Senior Editor

The Inertia

Hunting is a funny thing. If you hunt or know hunters, you’re aware that most of them are far more concerned with conservation than the average person. I’m not talking about trophy hunters—I’m talking about people who hunt for food. When you think about it, if you’re going to eat meat, it’s better if you kill it yourself. Our voracious appetite for 16-ounce steaks, Big Macs, and grocery stores filled with ground-up animals packaged in Styrofoam and plastic have created an industry that is not only cruel but terrible for the environment as well. “To me, there’s nothing more profane than a bunch of live animals being killed by machines,” says Mark Healey, a man who is aware of where his food comes from because he does the dirty work himself. “There’s just no respect. But if you hunt an animal, you talk about that animal. You share the story. You share the food. It’s personal. You know where it came from.”

It is possible, however, to get our meat in a better way than from a slaughterhouse. Most hunters know that. One deer can feed a family for months.
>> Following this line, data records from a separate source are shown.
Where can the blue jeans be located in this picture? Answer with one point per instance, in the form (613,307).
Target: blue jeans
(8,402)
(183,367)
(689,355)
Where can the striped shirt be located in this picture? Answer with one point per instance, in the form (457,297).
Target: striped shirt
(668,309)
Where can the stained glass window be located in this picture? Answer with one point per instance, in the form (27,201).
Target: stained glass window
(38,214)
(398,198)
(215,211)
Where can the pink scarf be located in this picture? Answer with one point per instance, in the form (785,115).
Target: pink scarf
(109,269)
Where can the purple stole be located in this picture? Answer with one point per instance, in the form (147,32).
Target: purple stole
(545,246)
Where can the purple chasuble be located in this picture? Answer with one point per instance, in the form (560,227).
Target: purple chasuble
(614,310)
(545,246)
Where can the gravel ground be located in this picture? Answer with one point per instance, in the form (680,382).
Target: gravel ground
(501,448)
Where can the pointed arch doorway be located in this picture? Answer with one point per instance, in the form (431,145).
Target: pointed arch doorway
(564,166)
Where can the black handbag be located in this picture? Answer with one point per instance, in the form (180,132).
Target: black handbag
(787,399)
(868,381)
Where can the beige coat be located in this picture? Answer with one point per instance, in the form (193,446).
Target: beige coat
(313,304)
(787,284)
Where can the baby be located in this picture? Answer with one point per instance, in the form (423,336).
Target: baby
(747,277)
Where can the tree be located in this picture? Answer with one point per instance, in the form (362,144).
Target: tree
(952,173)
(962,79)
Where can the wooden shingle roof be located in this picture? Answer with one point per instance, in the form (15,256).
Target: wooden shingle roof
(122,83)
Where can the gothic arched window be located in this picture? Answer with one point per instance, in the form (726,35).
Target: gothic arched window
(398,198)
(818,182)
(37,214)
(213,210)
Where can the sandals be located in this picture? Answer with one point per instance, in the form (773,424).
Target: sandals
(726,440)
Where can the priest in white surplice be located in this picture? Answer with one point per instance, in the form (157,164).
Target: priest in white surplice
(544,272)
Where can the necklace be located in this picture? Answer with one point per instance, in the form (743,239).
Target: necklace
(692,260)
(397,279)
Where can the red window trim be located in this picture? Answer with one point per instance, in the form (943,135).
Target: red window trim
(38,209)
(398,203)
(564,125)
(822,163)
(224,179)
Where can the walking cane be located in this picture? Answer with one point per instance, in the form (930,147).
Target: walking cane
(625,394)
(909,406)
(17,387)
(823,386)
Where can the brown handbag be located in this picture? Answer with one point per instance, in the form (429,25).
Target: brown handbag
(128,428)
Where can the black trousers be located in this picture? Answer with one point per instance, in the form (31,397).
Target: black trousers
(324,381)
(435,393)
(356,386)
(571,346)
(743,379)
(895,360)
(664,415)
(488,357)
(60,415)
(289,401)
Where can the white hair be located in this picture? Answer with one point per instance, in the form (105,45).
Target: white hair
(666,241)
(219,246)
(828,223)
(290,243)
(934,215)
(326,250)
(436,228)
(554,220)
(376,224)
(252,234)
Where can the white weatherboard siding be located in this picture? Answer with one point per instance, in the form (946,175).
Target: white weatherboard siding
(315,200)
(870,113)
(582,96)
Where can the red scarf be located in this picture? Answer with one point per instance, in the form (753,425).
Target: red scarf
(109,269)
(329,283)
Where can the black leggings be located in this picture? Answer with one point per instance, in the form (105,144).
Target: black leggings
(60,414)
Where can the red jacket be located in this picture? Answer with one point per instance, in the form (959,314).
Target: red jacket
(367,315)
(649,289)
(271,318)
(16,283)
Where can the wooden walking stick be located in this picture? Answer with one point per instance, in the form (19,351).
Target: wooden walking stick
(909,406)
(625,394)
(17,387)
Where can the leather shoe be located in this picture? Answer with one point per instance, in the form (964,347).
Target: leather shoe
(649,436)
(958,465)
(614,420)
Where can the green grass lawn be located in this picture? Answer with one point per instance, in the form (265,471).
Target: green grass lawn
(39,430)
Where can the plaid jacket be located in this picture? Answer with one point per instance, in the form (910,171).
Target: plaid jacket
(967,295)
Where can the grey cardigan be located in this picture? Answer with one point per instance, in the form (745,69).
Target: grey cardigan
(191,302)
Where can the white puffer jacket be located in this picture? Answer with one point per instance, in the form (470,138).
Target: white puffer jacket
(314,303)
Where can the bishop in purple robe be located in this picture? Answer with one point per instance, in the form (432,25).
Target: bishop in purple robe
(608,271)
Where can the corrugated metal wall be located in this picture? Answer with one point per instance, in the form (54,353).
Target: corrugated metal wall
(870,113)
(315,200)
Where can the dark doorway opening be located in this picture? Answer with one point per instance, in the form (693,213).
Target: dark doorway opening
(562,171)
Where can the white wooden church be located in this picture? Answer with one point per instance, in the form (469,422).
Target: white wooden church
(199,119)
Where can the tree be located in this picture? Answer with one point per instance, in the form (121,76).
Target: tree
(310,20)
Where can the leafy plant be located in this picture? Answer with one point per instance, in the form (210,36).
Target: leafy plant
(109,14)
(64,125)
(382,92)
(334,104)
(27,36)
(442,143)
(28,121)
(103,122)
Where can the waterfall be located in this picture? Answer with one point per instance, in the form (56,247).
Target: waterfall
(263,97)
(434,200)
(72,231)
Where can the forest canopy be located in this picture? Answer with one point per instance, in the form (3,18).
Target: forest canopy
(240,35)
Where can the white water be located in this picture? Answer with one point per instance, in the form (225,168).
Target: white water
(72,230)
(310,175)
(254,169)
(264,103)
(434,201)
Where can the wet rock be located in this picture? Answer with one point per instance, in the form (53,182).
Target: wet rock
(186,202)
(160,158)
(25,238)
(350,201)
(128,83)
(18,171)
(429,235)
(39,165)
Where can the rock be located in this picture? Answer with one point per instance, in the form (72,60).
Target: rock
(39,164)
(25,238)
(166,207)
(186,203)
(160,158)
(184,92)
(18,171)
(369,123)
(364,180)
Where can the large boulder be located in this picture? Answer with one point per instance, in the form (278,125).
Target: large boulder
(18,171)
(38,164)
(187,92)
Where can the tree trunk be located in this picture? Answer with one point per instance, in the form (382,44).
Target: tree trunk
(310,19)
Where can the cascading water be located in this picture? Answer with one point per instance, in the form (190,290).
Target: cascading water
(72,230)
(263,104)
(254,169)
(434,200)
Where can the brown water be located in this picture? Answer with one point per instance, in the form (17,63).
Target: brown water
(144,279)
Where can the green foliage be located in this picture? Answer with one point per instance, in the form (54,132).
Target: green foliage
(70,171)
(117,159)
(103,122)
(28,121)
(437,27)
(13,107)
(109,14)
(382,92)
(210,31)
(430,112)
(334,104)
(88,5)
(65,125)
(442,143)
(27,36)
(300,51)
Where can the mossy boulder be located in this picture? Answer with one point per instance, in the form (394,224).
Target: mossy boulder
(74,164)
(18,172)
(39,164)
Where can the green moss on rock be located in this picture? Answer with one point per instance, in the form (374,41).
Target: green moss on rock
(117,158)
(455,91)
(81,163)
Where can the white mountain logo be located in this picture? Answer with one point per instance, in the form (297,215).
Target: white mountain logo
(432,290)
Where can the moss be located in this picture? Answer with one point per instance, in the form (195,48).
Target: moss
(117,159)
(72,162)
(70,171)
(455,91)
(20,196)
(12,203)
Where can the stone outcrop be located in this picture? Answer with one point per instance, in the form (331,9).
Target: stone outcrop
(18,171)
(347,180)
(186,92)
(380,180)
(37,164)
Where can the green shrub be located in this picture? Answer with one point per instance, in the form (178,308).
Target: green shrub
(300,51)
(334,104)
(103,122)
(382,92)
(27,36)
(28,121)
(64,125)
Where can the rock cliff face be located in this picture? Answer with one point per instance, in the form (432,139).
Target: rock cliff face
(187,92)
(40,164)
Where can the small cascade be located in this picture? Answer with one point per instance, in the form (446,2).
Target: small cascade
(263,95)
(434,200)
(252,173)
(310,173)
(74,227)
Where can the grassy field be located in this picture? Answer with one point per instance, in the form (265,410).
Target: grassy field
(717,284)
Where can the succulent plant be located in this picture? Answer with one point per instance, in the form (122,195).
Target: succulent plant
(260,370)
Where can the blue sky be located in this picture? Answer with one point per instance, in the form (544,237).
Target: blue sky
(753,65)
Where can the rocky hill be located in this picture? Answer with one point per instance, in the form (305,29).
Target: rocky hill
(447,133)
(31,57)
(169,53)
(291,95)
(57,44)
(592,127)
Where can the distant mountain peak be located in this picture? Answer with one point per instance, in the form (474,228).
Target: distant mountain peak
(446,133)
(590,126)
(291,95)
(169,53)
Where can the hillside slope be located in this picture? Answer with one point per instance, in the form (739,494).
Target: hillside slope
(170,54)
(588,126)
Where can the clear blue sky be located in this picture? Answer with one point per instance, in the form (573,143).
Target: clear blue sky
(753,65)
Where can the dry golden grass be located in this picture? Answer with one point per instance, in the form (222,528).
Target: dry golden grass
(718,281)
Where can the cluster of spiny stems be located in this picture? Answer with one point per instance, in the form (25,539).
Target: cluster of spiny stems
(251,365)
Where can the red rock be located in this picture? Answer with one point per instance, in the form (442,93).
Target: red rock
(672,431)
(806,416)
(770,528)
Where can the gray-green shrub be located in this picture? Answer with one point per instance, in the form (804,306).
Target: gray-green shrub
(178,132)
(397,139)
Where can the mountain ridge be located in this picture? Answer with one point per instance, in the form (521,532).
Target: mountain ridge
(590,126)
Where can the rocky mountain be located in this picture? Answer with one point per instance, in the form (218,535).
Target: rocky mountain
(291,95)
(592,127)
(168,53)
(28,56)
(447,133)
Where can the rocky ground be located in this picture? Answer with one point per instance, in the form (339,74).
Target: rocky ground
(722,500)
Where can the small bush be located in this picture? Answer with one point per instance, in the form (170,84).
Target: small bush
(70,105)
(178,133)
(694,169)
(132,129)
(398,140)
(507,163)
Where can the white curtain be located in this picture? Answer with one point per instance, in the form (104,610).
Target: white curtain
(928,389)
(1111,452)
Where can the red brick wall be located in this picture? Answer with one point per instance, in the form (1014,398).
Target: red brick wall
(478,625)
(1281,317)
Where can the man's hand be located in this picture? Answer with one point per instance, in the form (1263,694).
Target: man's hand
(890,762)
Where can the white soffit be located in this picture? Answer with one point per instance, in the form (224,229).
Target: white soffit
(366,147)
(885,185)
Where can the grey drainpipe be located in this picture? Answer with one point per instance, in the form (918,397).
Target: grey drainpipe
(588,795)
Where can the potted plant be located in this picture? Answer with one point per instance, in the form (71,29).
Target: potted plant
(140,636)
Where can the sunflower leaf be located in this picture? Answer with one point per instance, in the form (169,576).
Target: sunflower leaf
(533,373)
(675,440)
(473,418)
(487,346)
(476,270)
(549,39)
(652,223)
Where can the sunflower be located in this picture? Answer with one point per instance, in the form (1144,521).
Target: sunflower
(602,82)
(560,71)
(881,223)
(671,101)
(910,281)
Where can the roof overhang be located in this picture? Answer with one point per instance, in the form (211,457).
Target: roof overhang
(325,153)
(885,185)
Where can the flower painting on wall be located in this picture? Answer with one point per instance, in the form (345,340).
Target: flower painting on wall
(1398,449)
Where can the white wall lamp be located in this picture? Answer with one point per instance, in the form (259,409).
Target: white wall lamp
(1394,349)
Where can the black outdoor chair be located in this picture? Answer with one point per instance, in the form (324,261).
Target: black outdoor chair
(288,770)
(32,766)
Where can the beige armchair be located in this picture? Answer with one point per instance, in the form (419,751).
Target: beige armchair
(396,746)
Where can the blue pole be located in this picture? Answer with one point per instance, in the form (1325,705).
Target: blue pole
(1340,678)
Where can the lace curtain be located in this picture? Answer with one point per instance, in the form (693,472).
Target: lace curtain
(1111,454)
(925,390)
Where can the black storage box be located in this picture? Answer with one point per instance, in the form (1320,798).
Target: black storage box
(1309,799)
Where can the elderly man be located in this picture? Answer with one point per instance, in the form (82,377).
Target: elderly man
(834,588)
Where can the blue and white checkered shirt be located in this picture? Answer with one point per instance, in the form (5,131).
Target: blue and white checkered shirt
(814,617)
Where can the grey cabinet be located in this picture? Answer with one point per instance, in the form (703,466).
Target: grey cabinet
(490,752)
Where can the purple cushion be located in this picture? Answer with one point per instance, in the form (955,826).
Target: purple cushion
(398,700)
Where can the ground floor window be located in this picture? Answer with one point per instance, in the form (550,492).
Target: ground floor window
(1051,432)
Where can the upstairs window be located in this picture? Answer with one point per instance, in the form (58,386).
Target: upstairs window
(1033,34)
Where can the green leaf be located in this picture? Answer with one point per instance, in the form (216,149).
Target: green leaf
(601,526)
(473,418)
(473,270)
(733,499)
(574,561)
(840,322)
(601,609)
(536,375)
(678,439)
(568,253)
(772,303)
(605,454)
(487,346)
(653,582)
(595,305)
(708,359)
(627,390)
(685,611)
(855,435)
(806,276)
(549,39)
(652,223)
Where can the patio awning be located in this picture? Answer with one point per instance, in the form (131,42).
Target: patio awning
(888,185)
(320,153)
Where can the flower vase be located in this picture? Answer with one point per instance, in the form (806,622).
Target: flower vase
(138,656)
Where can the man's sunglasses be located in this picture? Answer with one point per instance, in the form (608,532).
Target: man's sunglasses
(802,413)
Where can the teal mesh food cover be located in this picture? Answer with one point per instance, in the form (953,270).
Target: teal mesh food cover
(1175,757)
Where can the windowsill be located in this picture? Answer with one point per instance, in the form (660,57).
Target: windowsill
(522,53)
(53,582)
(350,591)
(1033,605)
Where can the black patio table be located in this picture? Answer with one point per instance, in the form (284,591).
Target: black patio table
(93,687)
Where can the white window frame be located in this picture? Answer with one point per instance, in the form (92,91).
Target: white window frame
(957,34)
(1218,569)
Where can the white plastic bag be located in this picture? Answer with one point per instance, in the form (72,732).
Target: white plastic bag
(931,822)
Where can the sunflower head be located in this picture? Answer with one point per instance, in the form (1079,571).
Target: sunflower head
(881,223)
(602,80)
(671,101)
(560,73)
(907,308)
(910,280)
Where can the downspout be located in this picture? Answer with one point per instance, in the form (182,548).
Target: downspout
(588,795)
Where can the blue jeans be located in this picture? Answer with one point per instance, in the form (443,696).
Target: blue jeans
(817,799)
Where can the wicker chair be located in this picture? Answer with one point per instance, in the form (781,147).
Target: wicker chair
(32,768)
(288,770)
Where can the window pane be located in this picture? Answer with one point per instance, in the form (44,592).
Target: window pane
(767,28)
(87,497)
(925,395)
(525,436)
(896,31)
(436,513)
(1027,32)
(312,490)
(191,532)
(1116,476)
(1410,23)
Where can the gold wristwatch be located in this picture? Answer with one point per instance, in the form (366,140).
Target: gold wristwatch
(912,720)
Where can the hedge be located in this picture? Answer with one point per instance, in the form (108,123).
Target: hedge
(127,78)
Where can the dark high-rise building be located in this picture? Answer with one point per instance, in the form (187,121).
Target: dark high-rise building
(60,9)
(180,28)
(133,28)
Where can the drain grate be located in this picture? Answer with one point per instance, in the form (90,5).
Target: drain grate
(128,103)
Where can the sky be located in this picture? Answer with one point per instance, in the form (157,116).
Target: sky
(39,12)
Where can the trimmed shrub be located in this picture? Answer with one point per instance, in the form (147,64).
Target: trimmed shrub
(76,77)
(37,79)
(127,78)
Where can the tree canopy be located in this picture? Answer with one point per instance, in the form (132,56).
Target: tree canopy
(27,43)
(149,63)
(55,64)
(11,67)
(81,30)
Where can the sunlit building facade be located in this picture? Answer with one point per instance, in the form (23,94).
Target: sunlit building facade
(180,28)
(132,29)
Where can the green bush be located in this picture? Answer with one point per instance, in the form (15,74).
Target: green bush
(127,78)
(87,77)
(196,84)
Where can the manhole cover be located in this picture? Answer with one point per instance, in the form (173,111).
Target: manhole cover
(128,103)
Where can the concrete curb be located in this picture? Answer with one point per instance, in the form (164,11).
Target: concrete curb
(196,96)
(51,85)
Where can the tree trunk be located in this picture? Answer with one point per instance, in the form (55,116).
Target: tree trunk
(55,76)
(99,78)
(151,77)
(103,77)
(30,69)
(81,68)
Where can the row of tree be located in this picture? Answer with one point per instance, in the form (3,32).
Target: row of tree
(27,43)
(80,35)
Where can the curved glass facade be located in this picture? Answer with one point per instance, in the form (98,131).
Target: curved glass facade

One fish can feed a family for a few days. And selecting which animal you’re going to eat saves millions of others from being dragged up from the bottom of the sea or living in a cage before dying from a bolt fired into the back of the head.  The only problem, however, is that doing that requires that you actually take a life. “No matter what you’re eating, it’s taking something from somewhere,” Healey says.  “Life consumes life—that’s just the way it goes. But you want to make sure the scales stay balanced.”

Of all forms of hunting, spearfishing may just be the fairest. Mostly done without tanks, spearfishing is the most selective type of hunting there is. Most spearfishermen go out with a certain fish in mind. Most are aware of the importance of careful selection. And perhaps most importantly, most are aware that the thing they’re hunting is alive—a very simple fact that is underappreciated in today’s grocery store culture. “When I go out to collect fish from the ocean, I’m going out and specifically targeting just what I need,” Healey explains. “Some people have a hard time swallowing seeing something die, but they don’t realize that any time you go to the supermarket, that thing had to die. You just didn’t have to do the dirty work, so you feel detached.”